When I looked at CityLife, I found the much hoo-haa 4300sqft penthouses not really a value buy as it has simply too much roof space to be acceptable for me. However, the 2300-3300ish-sqft 5bedrooms (not sure whether it is a penthouse but it is type G4-Gx) are EXCELLENT! To me the layout is very much like a landed in the sky. It is a SINGLE LEVEL OF AWESOME GOODNESS (not a duplex). If you can get those facing the park or unblocked, i'm sure you will sell much easier and faster and more expensive than the inner facing ones.

For selling, the prices that exceeds $2mil will have a harder time selling. Can you imagine a 4300sqft penthouse bought for $2.4mil and trying to sell for $2.8-3mil? Most singaporeans would go for a landed at this kind of pricing. As you might have read, after the CMs, a lot of units that are moving are those <$1.5mil. So, be careful of buying something that is out of the norm too much ($1.6-1.8mil is still alright I feel). Your buyer base will shrink dramatically especially since you can only sell to foreigners after year 10 and locals from year 5 onwards. Local buyers have a choice between your unit and a landed.

The layout is very suitable for multi-generation living with the parents taking one ensuite, the couple taking one ensuite and leaving 3 more rooms for children and study. The living and dining room is situated at a corner with a big roof terrace surrounding the two frontages. You can imagine the wholesome goodness of the roof terrace if you can spend some money to do up the landscaping. It will be something similar to this... a landed in the sky. Just imagine it wraps two corners. Oh.. ignore the phone number, it is not mine.

Just imaging replacing the swimming pool(Citylife is just PES) with landscaping as below. And I can imagine my kids and family enjoying the outdoor space right in the comfort of our home.


It will be shiok! If this came online in February 2012, I would definitely have bought this as I much prefer this to the current Trilliant Penthouses layout.
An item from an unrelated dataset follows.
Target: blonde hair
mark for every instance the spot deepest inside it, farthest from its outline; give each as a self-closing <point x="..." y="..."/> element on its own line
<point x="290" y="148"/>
Again, if you are doubtful of your purchase, just look at the condos/ECs around Tampines and Bedok Reservoir. Then see how it stacked up against an EC with 3 shopping malls and 2 MRT lines straight to town. Of course, the arrival of QBAY next year by FEO, Sekisui House and Frasers near Temasek Poly will bring some excitement. They bought the piece of land at $417psf ppr and expected selling price should be around $900-$1000psf guesstimate.